Video Technology Brings Millennial Marketers To Vidyard

With video  and imagery increasingly becoming the lingua franca of the web, businesses are looking for ways to capitalize on the new media as they market to each other.

Consider it the latest embodiment of the evolution of businesses to assume a more consumer-centric mindset when it comes to technology.

Riding the crest of this wave of video consumption for, among, and by businesses is Vidyard, a Kitchener, Ontario-based company that has just raised $18 million at a valuation just under $100 million to provide video marketing tools for businesses.

“Consumer behaviors often create enterprise trends,” says Michael Litt, Vidyard’s co-founder. “If you look at YouTube, Vine and Instagram, future demographics are going to expect to be sold to and to sell with video.”

As this trend continues to move into the enterprise for video as creators and people who are consuming it we are well positioned to deliver that to our customers. If you think about how social started as a tool for consumers and is now a tool that enterprises use. Video is kind of going in the same direction.

Bessemer Venture Partners led the round, which included previous investors iNovia Capital, OMERS Ventures, Salesforce Ventures and SoftTech VC.

As the art of the online sale moves to video, companies are looking to have the same kind of analytics and features in that medium that they do for the web in general.

“We’re all about helping our customers and the businesses that work with us understand how their customers are watching their content,” says Litt.

The heart of all of this is converting potential customers into actual customers, and Vidyard has found that tracking a user’s engagement with  video is one recipe to the secret sauce of the sale.
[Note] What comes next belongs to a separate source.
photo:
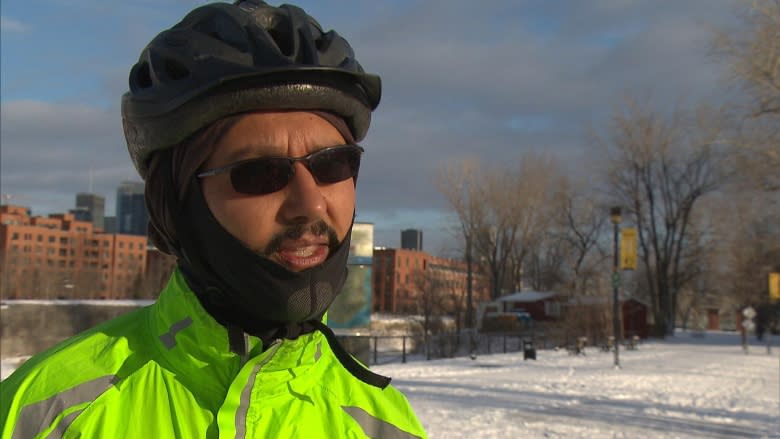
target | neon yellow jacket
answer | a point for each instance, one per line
(166, 371)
Vidyard will track who’s watching a video, when they’re watching it, and for how long they watch it.

06 - Vdeo ROI Report

A Y Combinator alumnus, Vidyard, has grown to just under 50 employees from its humble beginnings and is now competing with much bigger players in the video distribution market, like Brightcove.

Companies that currently use Vidyard’s services include Act-On, Cetera Financial Group, Deltek and Dynatrace, Honeywell, Intralinks, Square, and Taulia.

As part of its announcement Vidyard also unveiled two new Vidyard Video Hubs, which gives marketers a tool to create custom-branded video channels within websites, and Vidyard Studio, which lets marketers turn their accursed power point decks into what I can only imagine will be even more accursed video content. (Internet browsers welcome to a fresh hell).

“Adap.TV, Vizo, these are all part of this trend of data coming to the enterprise and the next generation of interaction with your customers,” says Bessemer Ventures’ Byron Deeter, who will take a seat on the Vidyard board of directors.